Policial promove uma leitura insana da história

CRÍTICO DA FOLHA

O ator Procópio Ferreira, o músico Souza Lima e o advogado Sobral Pinto são algumas das figuras reais que comparecem ao novo romance de Jô Soares, que, desde sua primeira narrativa longa vem se esmerando na arte de combinar fato e ficção. Aqui, quem conhece os fatos, com efeito, mata a charada proposta pelo assassino.
Soares chega a dedicar um capítulo a um antigo sogro, pai de sua primeira mulher Teresa. O médico e acadêmico Antônio Austregésilo, conhecido pelo apelido de "Pé de Luxo", por causa do hábito de usar polainas, é quem empresta ao detetive os livros esotéricos -também reais- que o ajudam a desvendar os crimes.
São constantes ainda as menções ao Rio Antigo: o hotel Copacabana Palace havia sido inaugurado no ano anterior ao início da ação, a maquete do Cristo Redentor é apresentada à população do Rio. Soares brinca até de "roman à clef", inserindo Paulo Coelho sob disfarce em sua trama.
A presença de Coelho permite-nos tecer considerações sobre o narrador da obra, que não devemos, em princípio, confundir com o autor.

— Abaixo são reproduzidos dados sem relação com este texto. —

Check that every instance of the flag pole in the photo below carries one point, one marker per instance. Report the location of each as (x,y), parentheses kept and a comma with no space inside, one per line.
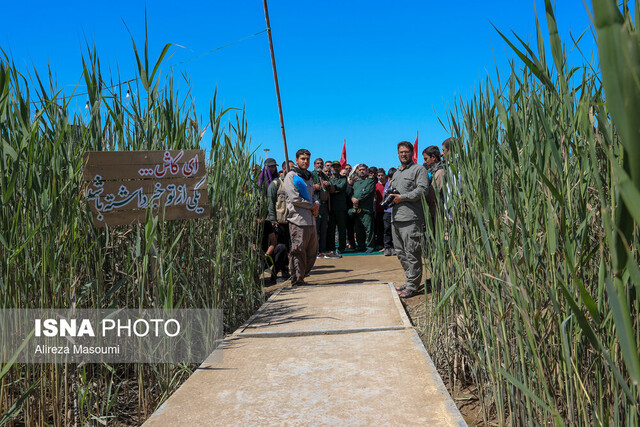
(275,77)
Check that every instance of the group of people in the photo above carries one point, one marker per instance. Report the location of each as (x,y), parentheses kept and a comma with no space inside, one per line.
(367,208)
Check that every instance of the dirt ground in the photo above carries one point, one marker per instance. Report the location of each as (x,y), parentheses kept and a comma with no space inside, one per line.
(379,268)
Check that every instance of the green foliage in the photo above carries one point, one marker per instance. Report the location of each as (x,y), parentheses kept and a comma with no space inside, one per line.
(52,256)
(535,297)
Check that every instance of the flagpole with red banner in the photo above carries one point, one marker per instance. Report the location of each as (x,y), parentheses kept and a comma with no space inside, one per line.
(343,156)
(415,150)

Temos um narrador bastante culto, irônico, que percebe os aspectos ridículos da nata de nossa sociedade, e sabe rir deles.
O narrador pretende estar "colado" à época em que a história transcorre, 1924, como revelam os trechos em que diz que o mural da igreja Nossa Senhora da Candelária havia sido "recentemente" restaurado; ou que um duelo de espadas era algo típico do "século passado" -decerto o 19, não o 20.
No entanto, se estivesse de verdade ali, na década de 20, o narrador supostamente contemporâneo não teria tratado de vários assuntos como eles se mostram no romance. Não é só por que o Rio e a República brasileira estão lá quase que como personagens mas principalmente pelo fato de existir uma necessidade de explicá-los a um público leitor que, no futuro, viria a perder os parâmetros do próprio passado.
Assim, um narrador de 1920 não teria tanta avidez em citar textualmente artistas então estreantes como Dulcina de Moraes ou Jayme Costa, por exemplo, ou talvez não estivesse tão disposto a nomear o último lançamento em perfumaria de Coco Chanel. Esses elementos, quando não vêm inseridos dramaticamente na ação, saltam aos olhos como marcos num passeio turístico.
É como se o narrador tivesse sobre os seus ombros, aí sim, o autor, que, de volta para o futuro, quer ofertar ao seu público mais do que um "whodunit" satírico. Sua intenção subjacente, mas inescapável, é fornecer uma lição de história cotidiana. Como ela poderia insanamente ter sido. E muitas vezes foi. (MP)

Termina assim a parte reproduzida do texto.